Diana, 31 ans, vit depuis un an dans un camping-car de 12 m² sans payer d’électricité ni d’eau : son quotidien de nomade numérique

Des économies réelles, mais un budget à gérer autrement
Ne plus payer de loyer, d’électricité ni d’eau change considérablement le budget mensuel. En France, le logement reste le premier poste de dépenses des ménages, et un appartement non meublé se loue rarement à moins de 600 euros dans les villes moyennes. Dans certaines métropoles, la facture peut dépasser 900 euros pour une surface modeste. En supprimant cette charge, Diana libère une somme importante chaque mois. Dans un camping-car bien équipé, l’eau se gère par réservoir et l’électricité peut provenir de panneaux solaires ou de batteries, ce qui réduit fortement les factures fixes.
Mais cela ne signifie pas que la vie en van est gratuite. Il faut prévoir le carburant, l’assurance camping-car, l’entretien mécanique, le gaz, les réparations et une bonne connexion internet pour travailler. L’achat ou la location d’un véhicule aménagé représente aussi un investissement de départ. Avant de se lancer, il est donc essentiel de calculer son budget nomade sur plusieurs mois, en incluant les imprévus. Diana profite d’une réduction des coûts fixes, mais elle doit rester attentive aux dépenses variables liées aux déplacements.

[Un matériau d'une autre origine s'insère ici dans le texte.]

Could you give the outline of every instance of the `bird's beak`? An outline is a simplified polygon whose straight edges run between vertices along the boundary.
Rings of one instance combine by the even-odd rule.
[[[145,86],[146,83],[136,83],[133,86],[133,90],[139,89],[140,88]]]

L’objectif n’est pas de tout supprimer, mais de dépenser différemment selon ses priorités.
Travailler en voyage : le vrai quotidien d’une nomade numérique
Être nomade numérique, c’est pouvoir travailler depuis n’importe quel endroit disposant d’une connexion fiable. Diana exerce son activité à distance depuis son camping-car, ce qui lui permet de voyager tout au long de l’année sans renoncer à ses revenus. Mais cette liberté a une contrepartie : il faut s’organiser pour trouver un endroit calme, sécurisé et bien couvert par le réseau mobile. Les visioconférences, l’envoi de fichiers lourds ou les sessions de travail en ligne demandent une connexion stable.
Pour repérer les bons spots, elle s’appuie sur des applications gratuites qui recensent les aires de stationnement, les points d’eau et les lieux où passer la nuit. « C’est quelque chose auquel il faut penser à l’avance », reconnaît-elle. La gestion de l’énergie, la recharge des appareils et la qualité du signal deviennent des préoccupations quotidiennes. Malgré ces contraintes, Diana affirme avoir appris énormément : « J’ai acquis plus d’expérience pendant cette période que durant toute ma vie. » Le télétravail en itinérance impose une discipline personnelle que tous les salariés ne souhaitent pas adopter.